Den volgenden dag, 17 November, voelde ik bij mijn ontwaken, dat de Nautilus onbeweeglijk stil lag; ik kleedde mij haastig aan, en ging naar de zaal; daar wachtte mij kapitein Nemo. Hij stond op, groette mij, en vroeg of het ons aangenaam was hem te vergezellen. Daar hij niets zeide van zijne achtdaagsche afwezigheid; paste ik wel op er niet over te spreken, en antwoordde eenvoudig, dat mijne makkers en ik gereed waren hem te volgen.

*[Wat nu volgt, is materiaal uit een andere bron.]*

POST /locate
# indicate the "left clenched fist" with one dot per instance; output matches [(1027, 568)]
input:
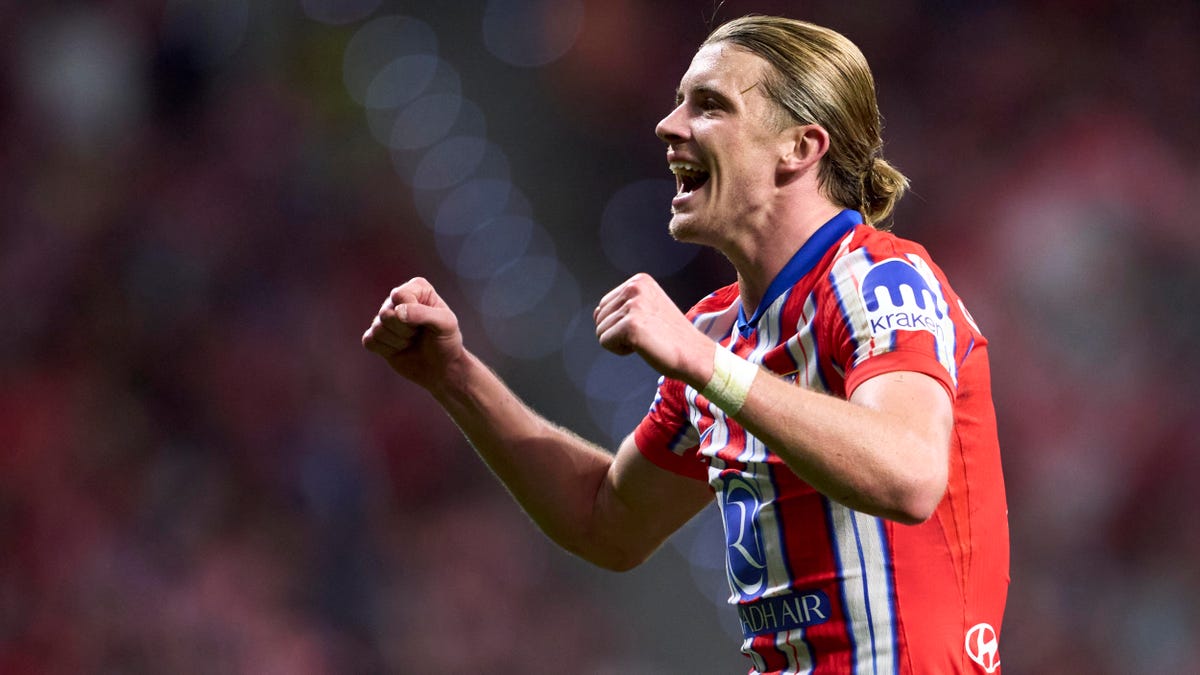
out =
[(639, 317)]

"Alleen mijnheer," voegde ik er bij, "zij het mij vergund u eene vraag te doen."

"Ga uw gang, mijnheer Aronnax, en als ik haar kan beantwoorden, zal ik het doen."

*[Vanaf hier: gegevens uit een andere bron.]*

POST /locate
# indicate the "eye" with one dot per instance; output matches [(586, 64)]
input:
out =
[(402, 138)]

"Welnu, kapitein, hoe komt het dan dat gij, die alle betrekking met het land hebt afgebroken, bosschen op het eiland Crespo bezit?"

"Mijnheer de professor," antwoordde de kapitein, "de bosschen welke ik bezit hebben licht, noch warmte van de zon noodig. Er zijn geen leeuwen of tijgers, geen panters of andere viervoetige dieren; ik ken ze alleen; zij groeien slechts voor mij; het zijn geene bosschen op het land, maar onder de zee."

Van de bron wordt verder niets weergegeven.